Sinds 1 januari 2010 gelden er verruimde faciliteiten in de inkomstenbelasting en in de schenk- en erfbelasting voor de schenking of vererving van een onderneming, ook wel bekend als de BOR. Als de BOR kan worden toegepast, dan kan de totale directe heffing van inkomstenbelasting en schenk- en erfbelasting worden gereduceerd tot maximaal 3,4%. Zonder toepassing van deze regelingen kan de directe heffing oplopen tot wel 40%.
Eén van de belangrijkste voorwaarden voor de toepassing van de BOR is dat sprake moet zijn van een onderneming. In het geval van een schenking geldt een bezitseis van vijf jaar ten aanzien van de onderneming en moeten de verkrijgers minimaal drie jaar in dienst zijn.

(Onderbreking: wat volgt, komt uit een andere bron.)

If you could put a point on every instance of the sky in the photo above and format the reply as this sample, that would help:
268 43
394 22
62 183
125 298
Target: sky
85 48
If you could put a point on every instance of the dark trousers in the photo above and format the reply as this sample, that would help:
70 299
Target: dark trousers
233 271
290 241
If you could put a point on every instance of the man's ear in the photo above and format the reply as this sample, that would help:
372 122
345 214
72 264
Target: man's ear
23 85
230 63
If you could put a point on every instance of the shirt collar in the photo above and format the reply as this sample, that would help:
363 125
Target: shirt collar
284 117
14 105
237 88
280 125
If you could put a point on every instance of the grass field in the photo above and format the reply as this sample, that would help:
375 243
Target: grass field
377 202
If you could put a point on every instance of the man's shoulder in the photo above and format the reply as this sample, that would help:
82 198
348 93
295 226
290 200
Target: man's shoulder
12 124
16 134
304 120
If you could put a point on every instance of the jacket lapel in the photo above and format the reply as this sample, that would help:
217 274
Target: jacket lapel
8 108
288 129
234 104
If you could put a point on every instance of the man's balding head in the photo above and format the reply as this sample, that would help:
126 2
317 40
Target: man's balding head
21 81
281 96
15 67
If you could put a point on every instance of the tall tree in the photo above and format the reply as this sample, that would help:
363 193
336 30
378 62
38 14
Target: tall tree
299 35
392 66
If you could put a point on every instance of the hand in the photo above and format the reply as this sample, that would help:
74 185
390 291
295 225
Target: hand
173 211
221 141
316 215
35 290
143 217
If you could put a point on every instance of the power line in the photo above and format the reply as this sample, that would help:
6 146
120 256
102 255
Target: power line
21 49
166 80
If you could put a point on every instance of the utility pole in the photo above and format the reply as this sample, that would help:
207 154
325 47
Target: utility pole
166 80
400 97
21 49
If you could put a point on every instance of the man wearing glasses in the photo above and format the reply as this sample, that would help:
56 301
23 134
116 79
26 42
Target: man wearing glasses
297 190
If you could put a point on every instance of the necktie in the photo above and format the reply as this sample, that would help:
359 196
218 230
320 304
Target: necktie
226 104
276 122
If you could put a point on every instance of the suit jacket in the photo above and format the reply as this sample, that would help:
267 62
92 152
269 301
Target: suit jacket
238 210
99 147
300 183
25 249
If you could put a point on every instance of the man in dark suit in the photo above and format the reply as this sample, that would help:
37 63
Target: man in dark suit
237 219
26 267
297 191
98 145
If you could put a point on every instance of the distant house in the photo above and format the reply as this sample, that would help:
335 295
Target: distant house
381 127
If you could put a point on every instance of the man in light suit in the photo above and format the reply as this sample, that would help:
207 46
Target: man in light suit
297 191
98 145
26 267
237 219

Voor vastgoedvennootschappen bestaat in de praktijk veel discussie met de Belastingdienst of sprake is van een onderneming. Dat is namelijk afhankelijk van alle feiten en omstandigheden. De Belastingdienst is in de meeste gevallen van mening dat geen sprake is van een onderneming, maar van beleggen.
Een ander belangrijk aspect bij schenking van vastgoedvennootschappen is de overdrachtsbelasting. Recent heeft Hof Arnhem-Leeuwarden de vrijstelling voor de overdrachtsbelasting bevestigd bij de verkrijging van alle aandelen in een vennootschap met een onderneming. Wij denken dat de Belastingdienst cassatie zal aantekenen tegen deze uitspraak. Gelet op de bestaande jurisprudentie verwachten wij echter dat de Hoge Raad zal oordelen in lijn met het hof.

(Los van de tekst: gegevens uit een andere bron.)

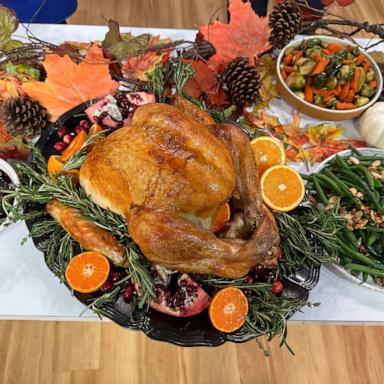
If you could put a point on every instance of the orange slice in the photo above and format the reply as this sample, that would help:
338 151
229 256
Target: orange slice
222 217
268 152
228 309
282 188
74 147
87 272
54 164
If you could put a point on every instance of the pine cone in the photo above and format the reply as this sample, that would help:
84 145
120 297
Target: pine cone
202 49
23 116
242 81
285 21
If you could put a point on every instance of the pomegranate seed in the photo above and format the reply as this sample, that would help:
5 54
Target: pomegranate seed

Hof Den Haag maakt duidelijk dat voor toepassing van de BOR moet worden gekeken naar de aard en omvang van de arbeid. Dit ligt in lijn met eerdere uitspraken van de Hoge Raad.
In de eerste zaak gaat het om de schenking van één certificaat van een gewoon aandeel in een vastgoedvennootschap. Naast vastgoed in ontwikkeling en aanbouw bestaat de vastgoedportefeuille onder meer uit business centers (3), bedrijfsverzamelgebouwen (9), standalone units (7) en een participatie in een CV. De werkzaamheden van de vastgoed-bv bestaan uit projectontwikkeling, bouwactiviteiten, verhuuractiviteiten, onderhoud in eigen beheer, administratie (commercieel en financieel) en communicatie (incl. promotie en marketing). De vastgoedvennootschap heeft meerdere werknemers in dienst, waaronder de kinderen van de DGA.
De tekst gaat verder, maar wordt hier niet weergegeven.